Beni kendine döndürerek ellerimden tuttu ve yatağa oturmamı sağladı.
-Kızım, seninle ilgilenmedim gibi geliyor sana ama işin gerçeği öyle değil. Sana açıklayamayacağım şeyler var. Ama senin için her zaman buradayım. Bugün benim için özel bir gün, en azından bugün beni affetsen?

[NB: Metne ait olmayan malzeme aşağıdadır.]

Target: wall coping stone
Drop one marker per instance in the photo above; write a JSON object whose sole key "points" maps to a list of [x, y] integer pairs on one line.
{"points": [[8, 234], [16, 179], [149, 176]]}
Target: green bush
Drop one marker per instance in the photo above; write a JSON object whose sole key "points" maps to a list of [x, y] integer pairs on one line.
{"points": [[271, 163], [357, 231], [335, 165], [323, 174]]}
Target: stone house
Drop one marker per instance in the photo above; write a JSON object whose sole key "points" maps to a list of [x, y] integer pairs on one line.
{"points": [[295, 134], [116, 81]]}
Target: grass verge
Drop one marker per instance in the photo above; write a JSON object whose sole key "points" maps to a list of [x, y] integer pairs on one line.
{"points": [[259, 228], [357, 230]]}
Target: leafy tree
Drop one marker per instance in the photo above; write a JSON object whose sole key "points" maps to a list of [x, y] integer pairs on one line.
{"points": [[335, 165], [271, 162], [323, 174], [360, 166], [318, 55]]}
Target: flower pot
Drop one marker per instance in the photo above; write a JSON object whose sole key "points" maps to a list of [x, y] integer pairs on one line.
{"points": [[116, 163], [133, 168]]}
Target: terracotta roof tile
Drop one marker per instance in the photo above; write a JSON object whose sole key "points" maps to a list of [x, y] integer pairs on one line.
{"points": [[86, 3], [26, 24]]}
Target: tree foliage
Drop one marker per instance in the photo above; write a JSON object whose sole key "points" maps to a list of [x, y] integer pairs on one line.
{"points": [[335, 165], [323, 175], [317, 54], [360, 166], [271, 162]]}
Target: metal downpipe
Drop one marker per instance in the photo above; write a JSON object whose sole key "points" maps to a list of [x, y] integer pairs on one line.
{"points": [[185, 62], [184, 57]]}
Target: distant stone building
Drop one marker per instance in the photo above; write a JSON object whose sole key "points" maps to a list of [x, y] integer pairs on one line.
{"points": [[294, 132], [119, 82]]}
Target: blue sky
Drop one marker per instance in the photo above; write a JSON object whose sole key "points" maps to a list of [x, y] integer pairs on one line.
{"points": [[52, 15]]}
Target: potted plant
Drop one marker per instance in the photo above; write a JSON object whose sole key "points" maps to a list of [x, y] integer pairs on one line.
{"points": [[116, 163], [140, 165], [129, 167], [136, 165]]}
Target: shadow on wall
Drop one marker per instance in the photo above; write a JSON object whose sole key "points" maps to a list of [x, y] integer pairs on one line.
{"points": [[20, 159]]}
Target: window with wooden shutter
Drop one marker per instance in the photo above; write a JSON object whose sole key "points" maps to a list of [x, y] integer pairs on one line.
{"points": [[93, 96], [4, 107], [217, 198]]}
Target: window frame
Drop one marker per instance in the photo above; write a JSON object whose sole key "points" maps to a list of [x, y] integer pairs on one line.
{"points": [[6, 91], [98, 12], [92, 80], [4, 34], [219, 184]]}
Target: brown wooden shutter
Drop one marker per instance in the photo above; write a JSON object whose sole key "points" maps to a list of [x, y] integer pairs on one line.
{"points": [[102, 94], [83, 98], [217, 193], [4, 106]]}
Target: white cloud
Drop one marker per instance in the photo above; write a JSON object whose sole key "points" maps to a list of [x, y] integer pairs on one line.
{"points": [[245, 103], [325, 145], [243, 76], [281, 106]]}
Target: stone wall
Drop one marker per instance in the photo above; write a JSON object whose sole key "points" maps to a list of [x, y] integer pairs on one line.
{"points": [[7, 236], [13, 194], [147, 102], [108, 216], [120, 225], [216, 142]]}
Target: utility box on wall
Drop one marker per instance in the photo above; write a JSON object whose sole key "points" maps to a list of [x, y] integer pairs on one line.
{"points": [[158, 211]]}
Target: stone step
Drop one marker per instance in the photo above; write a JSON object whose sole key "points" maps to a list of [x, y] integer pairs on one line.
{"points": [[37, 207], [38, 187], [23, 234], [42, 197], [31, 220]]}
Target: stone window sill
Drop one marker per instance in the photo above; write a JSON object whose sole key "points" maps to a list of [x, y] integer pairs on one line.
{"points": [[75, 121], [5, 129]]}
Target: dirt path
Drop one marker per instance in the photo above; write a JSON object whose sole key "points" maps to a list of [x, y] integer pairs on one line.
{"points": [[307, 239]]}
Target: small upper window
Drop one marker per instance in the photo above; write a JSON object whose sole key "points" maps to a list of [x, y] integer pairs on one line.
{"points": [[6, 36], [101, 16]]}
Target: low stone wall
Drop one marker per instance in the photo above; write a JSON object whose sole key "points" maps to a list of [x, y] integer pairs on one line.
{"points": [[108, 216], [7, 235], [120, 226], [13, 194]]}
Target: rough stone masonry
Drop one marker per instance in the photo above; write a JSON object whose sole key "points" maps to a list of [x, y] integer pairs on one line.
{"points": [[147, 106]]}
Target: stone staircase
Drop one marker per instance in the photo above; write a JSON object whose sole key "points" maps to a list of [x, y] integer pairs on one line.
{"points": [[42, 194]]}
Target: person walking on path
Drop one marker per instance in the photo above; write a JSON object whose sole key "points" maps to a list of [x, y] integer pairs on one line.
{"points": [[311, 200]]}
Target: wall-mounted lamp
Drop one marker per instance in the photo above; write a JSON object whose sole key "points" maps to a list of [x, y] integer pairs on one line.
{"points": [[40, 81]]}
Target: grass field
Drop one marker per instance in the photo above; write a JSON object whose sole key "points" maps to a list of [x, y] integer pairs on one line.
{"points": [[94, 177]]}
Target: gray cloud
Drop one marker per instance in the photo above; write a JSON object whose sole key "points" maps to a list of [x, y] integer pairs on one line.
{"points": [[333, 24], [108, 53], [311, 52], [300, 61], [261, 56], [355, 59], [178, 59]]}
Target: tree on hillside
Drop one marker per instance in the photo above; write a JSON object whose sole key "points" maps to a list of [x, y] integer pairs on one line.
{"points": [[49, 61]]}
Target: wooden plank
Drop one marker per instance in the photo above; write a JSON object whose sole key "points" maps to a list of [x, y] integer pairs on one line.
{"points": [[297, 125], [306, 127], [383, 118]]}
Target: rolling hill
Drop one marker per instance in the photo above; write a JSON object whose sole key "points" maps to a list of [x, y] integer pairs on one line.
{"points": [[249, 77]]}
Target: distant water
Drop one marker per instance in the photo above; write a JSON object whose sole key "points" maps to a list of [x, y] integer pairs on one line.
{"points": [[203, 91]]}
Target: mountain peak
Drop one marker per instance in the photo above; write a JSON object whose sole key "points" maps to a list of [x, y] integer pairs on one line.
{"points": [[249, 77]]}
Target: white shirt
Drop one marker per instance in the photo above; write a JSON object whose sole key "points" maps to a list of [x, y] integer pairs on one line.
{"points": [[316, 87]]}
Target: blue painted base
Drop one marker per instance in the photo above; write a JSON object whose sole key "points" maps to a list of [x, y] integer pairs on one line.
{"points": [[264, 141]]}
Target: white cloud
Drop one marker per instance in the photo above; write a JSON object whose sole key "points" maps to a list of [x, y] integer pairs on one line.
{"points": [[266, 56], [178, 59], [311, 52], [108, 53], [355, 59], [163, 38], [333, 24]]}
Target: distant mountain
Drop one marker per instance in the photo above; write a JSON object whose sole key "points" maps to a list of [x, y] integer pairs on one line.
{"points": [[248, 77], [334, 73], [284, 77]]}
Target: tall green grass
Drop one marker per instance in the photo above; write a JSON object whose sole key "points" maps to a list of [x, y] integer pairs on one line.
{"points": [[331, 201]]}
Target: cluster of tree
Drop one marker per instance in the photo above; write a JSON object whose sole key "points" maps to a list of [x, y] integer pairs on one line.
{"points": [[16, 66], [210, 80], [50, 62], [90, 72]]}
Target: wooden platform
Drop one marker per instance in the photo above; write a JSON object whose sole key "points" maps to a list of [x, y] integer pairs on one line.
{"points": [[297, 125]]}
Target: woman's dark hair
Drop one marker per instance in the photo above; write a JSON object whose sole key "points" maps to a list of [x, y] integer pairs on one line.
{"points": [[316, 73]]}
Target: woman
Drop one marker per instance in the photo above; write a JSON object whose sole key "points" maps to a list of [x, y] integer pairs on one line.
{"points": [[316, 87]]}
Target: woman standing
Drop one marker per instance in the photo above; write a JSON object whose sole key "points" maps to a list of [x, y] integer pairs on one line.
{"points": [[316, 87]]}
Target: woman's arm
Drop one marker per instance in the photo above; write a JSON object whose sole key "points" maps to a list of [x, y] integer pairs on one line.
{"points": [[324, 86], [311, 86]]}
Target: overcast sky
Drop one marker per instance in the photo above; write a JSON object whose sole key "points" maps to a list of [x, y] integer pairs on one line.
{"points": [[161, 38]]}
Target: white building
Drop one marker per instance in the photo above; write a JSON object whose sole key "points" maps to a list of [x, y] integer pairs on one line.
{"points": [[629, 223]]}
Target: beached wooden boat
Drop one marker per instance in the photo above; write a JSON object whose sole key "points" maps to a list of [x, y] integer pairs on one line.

Bana bakan meraklı gözlere kafamı yukarı aşağı sallayarak cevap verdim. Kolları bana dolandığında karşılık verdim. Benden ayrılıp yataktan kalktı,
-Aşağıda bekliyoruz seni.
Onu tekrar başımla onayladığımda kapıyı kapatarak çıktı. Makyajımı rujumu ve rimelimi sürerek tamamlandırıp küçük el çantama çakımı, anahtarlarımı ve telefonumu koydum. İnce bantlı topuklu ayakkabılarımla dikkatlice aşağı indim. Salonda yan yana oturan annemle babama yaklaştım. Beni görünce senkronize bir şekilde ayağa kalktılar.
-Ben kendi arabamla gidiyorum, dedim babama.
Yalnızca kafa sallamakla yetindi. Dışarı çıktığımda aşağıdaki eve bakamadan edememiştim. Bizden önce gitmişlerdi.
Asansöre binen diğer şık giyimli insanlara gülümsemeye çalışarak selam verirken elbisemin eteğini tutarak kimsenin takılmaması için çaba sarf ediyorum. Bu asansör bu kadar küçük müydü? Daraldım gerçekten. Tam yanımda duran bedenden çıkan sesle aniden irkildim.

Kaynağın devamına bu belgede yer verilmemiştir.